According to Stephan, it varies from each student on what they would like to do after high school. 

“I think if you look at the data, roughly 95% of CHS students continue their education after high school and usually go to a two or four year college,” she said. “As far as career paths, they go in all kinds of directions. We’ve got a lot of students who graduate from Carmel [High School] with a lot of different interests.”

One of those career paths could possibly be owning an entire software company. Sophomore Eric Zhu is a co-owner of Aviato, a software company that specializes in organizing data for venture capitalists. 

“We make venture capital more data-driven and also way more efficient,” he said. “We store data from private equity companies, so [venture capitalists] can filter through [startup] companies and find which ones they want to talk to and send links to.”

Even in high school, Zhu’s company which he created a year ago, has raised over $650,000. However, Zhu said being a high school student came with its limits. 

“There’s definitely some disadvantages [to being a high schooler]. When I was flying to San Francisco, my co-founder had to pick me up from the airport because I was 14 back then and I couldn’t legally get out of the airport.” 

Rosewell agreed with Zhu and said that being in high school is disadvantageous, especially when it comes to time constraints since he needs more hours to become a technician in the car dealership.

“It would be a good experience to become a technician,” he said. “But with my limited hours I can work as I’m still attending school, it’s a bit difficult to become a technician.”

In contrast, Kress said being a young student actually helps in being successful. 

“I feel like a lot of industries have gotten more accustomed to young talent,” he said. ”And I think a lot of people see it as an advantage because young people have a unique perspective on the world than what most people throughout their lives have been ingrained in. I don’t feel intimidated because of my age.”

Siri Byrisetty

Stephan said high school is a great place to build up experience for the future. 

“Having any kind of job and sometimes it doesn’t even always have to be paid, but any kind of experience where you are given responsibilities on maybe to manage something, to plan something or to assist people,” she said. “Those are all skills that you are likely going to have to use after high school. So I think it’s fantastic when students have paid jobs, unpaid service opportunities, opportunities to research especially if you think that is something you want to do later in life.”

For Kress, he said he will keep pursuing the path of entrepreneurship.

“The more you expose yourself to the world of entrepreneurship, the more you can see how much more you have to do,” he said. “For me, it’s a rabbit hole. The deeper you go, the more you see what else you can do and what possibilities you have. For me, I don’t feel like I’ve done a ton. So I’m just constantly looking to move onto the next thing.”

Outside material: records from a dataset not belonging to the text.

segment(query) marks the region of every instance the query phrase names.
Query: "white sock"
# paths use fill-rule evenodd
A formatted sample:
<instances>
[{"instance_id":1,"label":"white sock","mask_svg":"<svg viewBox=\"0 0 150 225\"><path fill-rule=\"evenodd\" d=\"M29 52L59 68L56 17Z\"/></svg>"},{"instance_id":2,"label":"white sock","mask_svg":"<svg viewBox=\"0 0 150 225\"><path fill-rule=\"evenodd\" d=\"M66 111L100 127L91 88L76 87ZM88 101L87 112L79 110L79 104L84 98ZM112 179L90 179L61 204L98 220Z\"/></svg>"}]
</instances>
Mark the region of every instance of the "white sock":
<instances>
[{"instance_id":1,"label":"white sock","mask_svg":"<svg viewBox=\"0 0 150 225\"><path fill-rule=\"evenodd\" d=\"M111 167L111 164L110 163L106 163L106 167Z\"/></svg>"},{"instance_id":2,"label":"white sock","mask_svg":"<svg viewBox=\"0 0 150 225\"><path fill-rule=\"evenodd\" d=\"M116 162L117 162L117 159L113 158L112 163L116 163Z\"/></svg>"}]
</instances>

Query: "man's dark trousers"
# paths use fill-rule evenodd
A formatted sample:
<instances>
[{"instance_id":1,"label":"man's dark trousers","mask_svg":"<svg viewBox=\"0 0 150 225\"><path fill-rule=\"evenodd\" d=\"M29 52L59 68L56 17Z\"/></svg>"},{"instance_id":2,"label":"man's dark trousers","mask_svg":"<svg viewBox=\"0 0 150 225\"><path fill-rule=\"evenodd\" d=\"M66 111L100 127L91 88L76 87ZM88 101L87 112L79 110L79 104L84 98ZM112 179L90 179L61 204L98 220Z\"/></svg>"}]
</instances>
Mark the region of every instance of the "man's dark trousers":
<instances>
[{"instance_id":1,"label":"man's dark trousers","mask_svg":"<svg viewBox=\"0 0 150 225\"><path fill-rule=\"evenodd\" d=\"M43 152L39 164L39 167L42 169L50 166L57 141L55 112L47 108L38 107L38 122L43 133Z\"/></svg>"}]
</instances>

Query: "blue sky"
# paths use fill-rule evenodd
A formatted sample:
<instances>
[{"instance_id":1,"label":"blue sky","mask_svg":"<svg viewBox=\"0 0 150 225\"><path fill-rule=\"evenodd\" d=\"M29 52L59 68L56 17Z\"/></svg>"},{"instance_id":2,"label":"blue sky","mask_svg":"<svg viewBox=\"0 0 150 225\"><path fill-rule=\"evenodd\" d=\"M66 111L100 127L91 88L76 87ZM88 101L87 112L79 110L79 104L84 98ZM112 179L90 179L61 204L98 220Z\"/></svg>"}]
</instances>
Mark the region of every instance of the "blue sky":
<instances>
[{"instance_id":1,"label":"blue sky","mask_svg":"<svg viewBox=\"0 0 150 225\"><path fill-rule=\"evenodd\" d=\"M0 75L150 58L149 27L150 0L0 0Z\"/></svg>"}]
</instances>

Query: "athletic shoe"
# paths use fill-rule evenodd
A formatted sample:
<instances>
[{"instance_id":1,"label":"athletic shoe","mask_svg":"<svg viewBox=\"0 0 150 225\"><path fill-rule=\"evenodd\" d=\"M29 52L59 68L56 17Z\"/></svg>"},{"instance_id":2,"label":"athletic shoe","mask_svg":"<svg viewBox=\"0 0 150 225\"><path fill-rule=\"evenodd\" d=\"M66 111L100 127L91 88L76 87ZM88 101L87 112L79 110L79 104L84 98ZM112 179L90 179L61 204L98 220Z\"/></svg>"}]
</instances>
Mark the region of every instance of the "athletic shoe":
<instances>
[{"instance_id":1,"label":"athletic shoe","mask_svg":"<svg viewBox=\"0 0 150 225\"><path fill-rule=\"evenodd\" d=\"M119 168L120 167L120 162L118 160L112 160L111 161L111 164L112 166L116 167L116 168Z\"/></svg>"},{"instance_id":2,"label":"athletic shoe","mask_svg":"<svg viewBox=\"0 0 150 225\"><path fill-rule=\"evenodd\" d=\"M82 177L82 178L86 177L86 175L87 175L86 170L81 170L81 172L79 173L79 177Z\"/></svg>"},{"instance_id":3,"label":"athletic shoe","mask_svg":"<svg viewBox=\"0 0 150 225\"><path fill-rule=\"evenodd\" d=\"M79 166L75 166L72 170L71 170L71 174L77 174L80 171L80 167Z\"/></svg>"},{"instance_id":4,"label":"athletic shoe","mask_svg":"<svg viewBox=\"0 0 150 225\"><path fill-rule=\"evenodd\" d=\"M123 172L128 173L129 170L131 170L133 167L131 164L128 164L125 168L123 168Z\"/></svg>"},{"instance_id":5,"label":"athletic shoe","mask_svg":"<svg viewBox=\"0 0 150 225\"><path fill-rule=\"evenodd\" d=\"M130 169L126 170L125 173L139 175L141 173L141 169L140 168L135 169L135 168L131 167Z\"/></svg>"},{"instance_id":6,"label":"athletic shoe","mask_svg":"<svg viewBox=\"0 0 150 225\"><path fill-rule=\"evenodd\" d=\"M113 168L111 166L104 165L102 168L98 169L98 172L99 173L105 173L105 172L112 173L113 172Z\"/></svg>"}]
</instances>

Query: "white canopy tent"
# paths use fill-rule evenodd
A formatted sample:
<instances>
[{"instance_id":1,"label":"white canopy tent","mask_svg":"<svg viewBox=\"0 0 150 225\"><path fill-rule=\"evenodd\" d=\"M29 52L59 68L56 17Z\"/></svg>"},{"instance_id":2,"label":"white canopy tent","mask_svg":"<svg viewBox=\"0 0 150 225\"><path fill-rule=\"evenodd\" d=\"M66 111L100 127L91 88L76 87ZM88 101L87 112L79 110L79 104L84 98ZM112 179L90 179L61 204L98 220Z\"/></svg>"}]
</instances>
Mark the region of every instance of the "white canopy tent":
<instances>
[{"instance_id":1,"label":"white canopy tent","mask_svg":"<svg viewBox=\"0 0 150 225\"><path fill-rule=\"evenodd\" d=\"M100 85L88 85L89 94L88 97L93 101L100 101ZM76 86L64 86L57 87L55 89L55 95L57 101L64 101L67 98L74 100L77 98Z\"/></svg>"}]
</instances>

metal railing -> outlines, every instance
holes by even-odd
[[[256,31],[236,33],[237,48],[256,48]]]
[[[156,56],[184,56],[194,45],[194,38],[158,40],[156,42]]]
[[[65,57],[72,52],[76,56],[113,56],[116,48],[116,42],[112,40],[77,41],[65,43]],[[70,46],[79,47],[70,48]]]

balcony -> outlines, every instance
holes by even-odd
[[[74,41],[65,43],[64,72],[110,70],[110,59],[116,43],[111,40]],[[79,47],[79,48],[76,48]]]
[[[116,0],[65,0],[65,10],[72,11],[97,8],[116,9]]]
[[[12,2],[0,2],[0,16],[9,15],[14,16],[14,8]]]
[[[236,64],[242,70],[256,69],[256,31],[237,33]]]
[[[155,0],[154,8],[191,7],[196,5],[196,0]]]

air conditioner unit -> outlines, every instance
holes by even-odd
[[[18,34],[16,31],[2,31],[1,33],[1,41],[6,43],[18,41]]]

Looking at the future, Kress said he will continue to study and do his best in the classes he is taking. However, he said his end goal will not shift any time soon. Not from school and most definitely not from precalculus class. 

“My main goal is to be able to work on something and be proud of it,” he said. “Being proud of your work. Being proud of what you, as a person who is on this Earth and is very lucky to be on this Earth, accomplished. As far as we know, you really only get one life, so how are you spending it? And are you doing it in a way that fulfills you and fulfills other people with their own life? That’s my goal: To build something that really makes an impact on people.”